You are viewing a plain text version of this content. The canonical link for it is here.
Posted to dev@commons.apache.org by Sven Schliesing <sc...@subshell.com> on 2004/04/20 11:40:38 UTC

validator: email-validation not accepting german "umlaute"

As for version 1.1.1 the Jakarta Commons-Validator is not accepting 
german "umlaute" as parts of valid domain names like müller.de or münchen.de

Is this a known issue in validator or might this be a setting in Struts?

Thanks!

Sven Schliesing

PS: No problems with "umlaute" and struts in other parts.


---------------------------------------------------------------------
To unsubscribe, e-mail: commons-dev-unsubscribe@jakarta.apache.org
For additional commands, e-mail: commons-dev-help@jakarta.apache.org


Re: validator: email-validation not accepting german "umlaute"

Posted by Robert Leland <rl...@apache.org>.
Michael Davey wrote:

>
> So, there are at least three things going on here:
>
> 1.  The testcase above should fail in validator, but it doesn't 
> because the validation check isn't good enough.
> 2.  validator doesn't support punycode and doesn't support the 
> quoted-printable unicode encoding mechanism used in email addresses.
> 3.  The problem you describe in your emails.
>
> [1] could be fixed easily enough.  [2] could be fixed by enhancing 
> validator.  Your testcase shows that the problem isn't with validator, 
> so [1] and [2] are not really of consequence to you right now, but 
> they have got my interest.  After re-reading your original mail and 
> your latest mail together, I don't understand exactly what it is you 
> are trying to achieve - could you demonstrate with some code or 
> describe how you would demonstrate the problem to me?


If you look at the EmailValidator.java stripComments() there was an 
attempt to strip email comments based on a very succesfull perl 
script(Mail::RFC822::Address),
unfortunately it's only a partial translation.
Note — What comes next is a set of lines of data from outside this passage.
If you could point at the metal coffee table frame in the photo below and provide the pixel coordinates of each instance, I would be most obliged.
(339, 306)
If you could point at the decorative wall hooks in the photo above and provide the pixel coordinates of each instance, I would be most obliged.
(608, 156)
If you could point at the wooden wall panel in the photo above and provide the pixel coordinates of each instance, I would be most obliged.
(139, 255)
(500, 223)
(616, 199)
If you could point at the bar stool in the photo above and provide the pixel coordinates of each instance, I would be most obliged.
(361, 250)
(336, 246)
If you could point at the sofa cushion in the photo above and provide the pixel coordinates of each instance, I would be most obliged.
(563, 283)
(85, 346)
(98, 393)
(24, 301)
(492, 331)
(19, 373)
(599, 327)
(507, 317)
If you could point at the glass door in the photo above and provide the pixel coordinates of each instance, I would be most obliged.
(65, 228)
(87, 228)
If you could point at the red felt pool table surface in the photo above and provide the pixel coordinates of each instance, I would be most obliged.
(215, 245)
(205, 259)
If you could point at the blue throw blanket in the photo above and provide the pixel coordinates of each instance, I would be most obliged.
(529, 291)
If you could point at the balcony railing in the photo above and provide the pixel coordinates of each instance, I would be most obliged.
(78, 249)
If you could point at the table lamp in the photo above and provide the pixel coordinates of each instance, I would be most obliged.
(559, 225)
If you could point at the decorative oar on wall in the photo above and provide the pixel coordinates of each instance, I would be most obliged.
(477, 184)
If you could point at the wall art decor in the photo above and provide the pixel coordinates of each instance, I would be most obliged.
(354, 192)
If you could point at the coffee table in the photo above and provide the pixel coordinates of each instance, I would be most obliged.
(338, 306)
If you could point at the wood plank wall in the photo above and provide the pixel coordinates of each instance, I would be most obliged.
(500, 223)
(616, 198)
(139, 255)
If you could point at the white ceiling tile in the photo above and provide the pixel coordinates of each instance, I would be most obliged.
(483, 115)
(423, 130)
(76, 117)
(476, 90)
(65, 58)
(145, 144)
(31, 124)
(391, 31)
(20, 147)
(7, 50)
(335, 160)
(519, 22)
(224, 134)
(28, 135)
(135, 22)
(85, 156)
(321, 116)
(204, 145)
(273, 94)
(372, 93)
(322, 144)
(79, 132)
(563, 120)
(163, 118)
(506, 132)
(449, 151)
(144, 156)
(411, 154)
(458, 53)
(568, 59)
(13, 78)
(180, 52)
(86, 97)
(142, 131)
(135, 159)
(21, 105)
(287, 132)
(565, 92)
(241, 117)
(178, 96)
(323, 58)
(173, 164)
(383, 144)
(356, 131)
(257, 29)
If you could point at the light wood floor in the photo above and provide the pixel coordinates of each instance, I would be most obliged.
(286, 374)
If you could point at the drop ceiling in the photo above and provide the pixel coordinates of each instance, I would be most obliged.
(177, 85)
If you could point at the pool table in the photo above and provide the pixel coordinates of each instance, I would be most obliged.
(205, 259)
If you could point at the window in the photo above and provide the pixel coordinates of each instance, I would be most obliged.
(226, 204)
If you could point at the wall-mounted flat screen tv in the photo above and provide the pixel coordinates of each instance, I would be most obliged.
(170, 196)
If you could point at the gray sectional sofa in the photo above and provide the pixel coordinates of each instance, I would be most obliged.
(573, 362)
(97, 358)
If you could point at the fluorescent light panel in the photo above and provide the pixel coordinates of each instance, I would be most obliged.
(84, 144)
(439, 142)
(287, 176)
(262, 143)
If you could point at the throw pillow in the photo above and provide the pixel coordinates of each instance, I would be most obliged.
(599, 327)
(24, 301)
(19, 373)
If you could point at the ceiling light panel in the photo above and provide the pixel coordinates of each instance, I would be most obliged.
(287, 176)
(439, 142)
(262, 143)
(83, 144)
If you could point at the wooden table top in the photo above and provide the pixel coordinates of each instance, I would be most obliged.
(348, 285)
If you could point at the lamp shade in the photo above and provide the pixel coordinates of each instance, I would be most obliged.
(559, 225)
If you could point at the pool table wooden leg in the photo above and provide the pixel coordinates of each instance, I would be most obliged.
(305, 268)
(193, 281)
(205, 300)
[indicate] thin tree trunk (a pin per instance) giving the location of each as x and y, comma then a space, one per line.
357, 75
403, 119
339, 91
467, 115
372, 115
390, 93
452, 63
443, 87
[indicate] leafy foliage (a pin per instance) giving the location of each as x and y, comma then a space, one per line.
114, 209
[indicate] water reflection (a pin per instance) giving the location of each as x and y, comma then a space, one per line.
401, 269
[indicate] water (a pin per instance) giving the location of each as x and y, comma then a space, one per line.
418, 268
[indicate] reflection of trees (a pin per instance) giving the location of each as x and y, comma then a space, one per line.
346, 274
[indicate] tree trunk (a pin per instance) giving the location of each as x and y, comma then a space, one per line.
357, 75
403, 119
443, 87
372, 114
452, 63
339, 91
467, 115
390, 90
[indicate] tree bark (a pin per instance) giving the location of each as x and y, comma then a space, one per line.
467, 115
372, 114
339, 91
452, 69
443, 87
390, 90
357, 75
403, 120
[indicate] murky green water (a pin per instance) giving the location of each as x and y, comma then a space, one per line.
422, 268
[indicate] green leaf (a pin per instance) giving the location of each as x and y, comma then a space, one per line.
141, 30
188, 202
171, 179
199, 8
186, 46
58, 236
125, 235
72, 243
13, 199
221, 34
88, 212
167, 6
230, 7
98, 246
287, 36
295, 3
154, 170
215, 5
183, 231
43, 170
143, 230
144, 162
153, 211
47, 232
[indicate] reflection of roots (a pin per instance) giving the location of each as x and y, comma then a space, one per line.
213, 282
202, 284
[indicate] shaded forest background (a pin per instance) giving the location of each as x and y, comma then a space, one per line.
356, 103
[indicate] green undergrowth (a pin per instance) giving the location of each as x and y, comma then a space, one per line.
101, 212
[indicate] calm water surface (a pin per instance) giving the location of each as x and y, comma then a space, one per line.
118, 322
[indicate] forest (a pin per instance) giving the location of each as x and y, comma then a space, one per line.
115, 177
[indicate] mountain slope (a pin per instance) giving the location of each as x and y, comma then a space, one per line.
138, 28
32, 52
If you are familar with 
perls ~=  and can translate that to Java using ORO and javascript then 
you'll have part of solution [2].


>
> If you are now fairly sure that the problem lies within Struts, it may 
> be beneficial to post to the struts mailing list and copy me personally.
>
> Cheers,

-Rob


---------------------------------------------------------------------
To unsubscribe, e-mail: commons-dev-unsubscribe@jakarta.apache.org
For additional commands, e-mail: commons-dev-help@jakarta.apache.org


Re: validator: email-validation not accepting german "umlaute"
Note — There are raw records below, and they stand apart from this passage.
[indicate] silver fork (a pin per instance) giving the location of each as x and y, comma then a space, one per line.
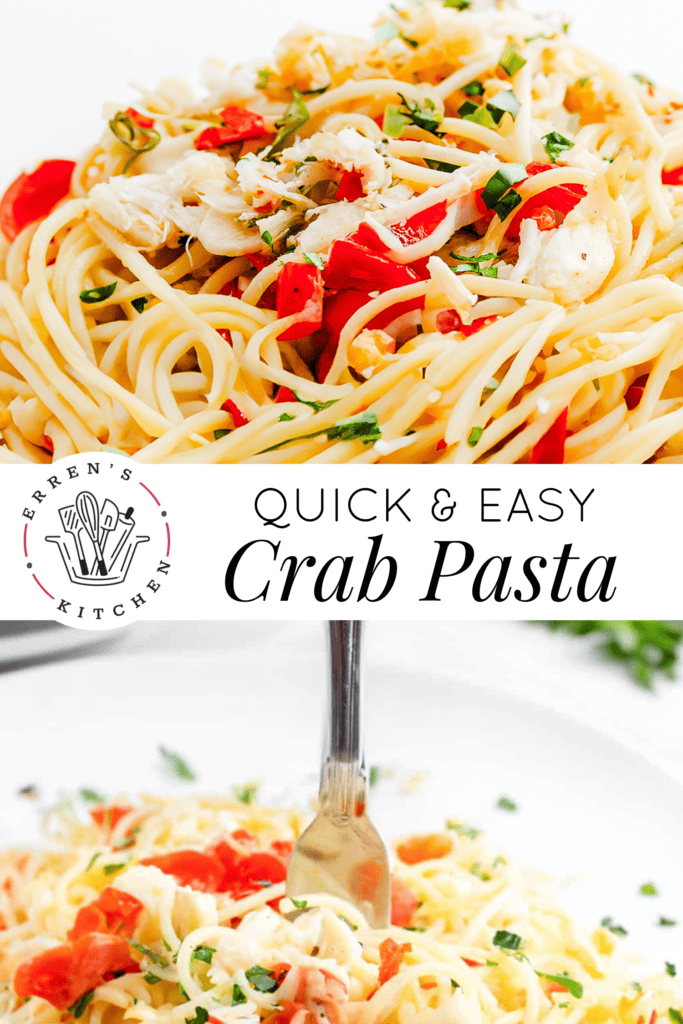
341, 852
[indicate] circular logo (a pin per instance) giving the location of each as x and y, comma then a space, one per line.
96, 541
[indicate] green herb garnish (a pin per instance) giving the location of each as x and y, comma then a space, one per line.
510, 60
98, 294
177, 765
565, 981
554, 144
507, 940
136, 139
78, 1009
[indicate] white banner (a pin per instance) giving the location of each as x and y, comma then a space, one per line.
97, 540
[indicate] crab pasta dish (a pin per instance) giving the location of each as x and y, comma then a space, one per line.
175, 912
459, 242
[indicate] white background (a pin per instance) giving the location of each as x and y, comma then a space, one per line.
61, 60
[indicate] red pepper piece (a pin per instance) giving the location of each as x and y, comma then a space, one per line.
352, 266
420, 225
635, 392
114, 911
300, 294
239, 126
32, 197
239, 417
449, 320
550, 450
673, 177
350, 186
63, 974
139, 119
403, 902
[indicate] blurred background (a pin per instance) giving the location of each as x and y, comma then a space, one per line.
62, 61
460, 715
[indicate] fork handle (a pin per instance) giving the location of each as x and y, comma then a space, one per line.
343, 783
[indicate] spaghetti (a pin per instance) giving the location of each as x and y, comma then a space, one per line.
154, 913
459, 243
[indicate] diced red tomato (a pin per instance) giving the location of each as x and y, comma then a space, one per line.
239, 126
403, 902
32, 197
66, 973
673, 177
449, 320
550, 450
109, 816
353, 266
420, 225
350, 186
635, 392
391, 956
419, 848
239, 417
112, 911
201, 870
300, 294
139, 119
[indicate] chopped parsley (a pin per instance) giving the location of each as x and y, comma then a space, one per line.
554, 144
507, 940
462, 829
473, 88
98, 294
609, 924
238, 996
472, 264
150, 953
441, 165
572, 986
92, 797
204, 953
246, 794
78, 1009
261, 979
134, 137
510, 60
113, 868
177, 765
201, 1016
294, 118
315, 259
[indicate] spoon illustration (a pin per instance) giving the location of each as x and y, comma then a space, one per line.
86, 506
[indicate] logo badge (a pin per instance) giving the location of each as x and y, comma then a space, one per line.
96, 541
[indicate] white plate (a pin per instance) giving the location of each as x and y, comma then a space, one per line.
589, 808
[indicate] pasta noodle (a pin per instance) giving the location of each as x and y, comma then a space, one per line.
458, 243
485, 944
Posted by Michael Davey <Mi...@coderage.org>.
Sven Schliesing wrote:

> I wrote a test to make sure where the problem is:
>
> public class ValidatorTest extends TestCase {
>     public void testEmail() {
>         EmailValidator emailValidator = EmailValidator.getInstance();
>         boolean result = emailValidator.isValid("test@müller.de");
>         assertTrue("invalid email", result);
>     }
> }
>
> Runs with success. So the address "test@müller.de" is validated by the 
> EmailValidator with success.
>
> Seems that the problem is with struts. I also explicitly set the 
> charset in the struts-config:
>
> <controller contentType="text/html;charset=iso-8859-1" 
> processorClass="org.apache.struts.action.RequestProcessor" />
>
> No change.
>
> Any other ideas?

So, there are at least three things going on here:

1.  The testcase above should fail in validator, but it doesn't because 
the validation check isn't good enough.
2.  validator doesn't support punycode and doesn't support the 
quoted-printable unicode encoding mechanism used in email addresses.
3.  The problem you describe in your emails.

[1] could be fixed easily enough.  [2] could be fixed by enhancing 
validator.  Your testcase shows that the problem isn't with validator, 
so [1] and [2] are not really of consequence to you right now, but they 
have got my interest.  After re-reading your original mail and your 
latest mail together, I don't understand exactly what it is you are 
trying to achieve - could you demonstrate with some code or describe how 
you would demonstrate the problem to me?

If you are now fairly sure that the problem lies within Struts, it may 
be beneficial to post to the struts mailing list and copy me personally.

Cheers,
-- 
Michael


---------------------------------------------------------------------
To unsubscribe, e-mail: commons-dev-unsubscribe@jakarta.apache.org
For additional commands, e-mail: commons-dev-help@jakarta.apache.org


Re: validator: email-validation not accepting german "umlaute"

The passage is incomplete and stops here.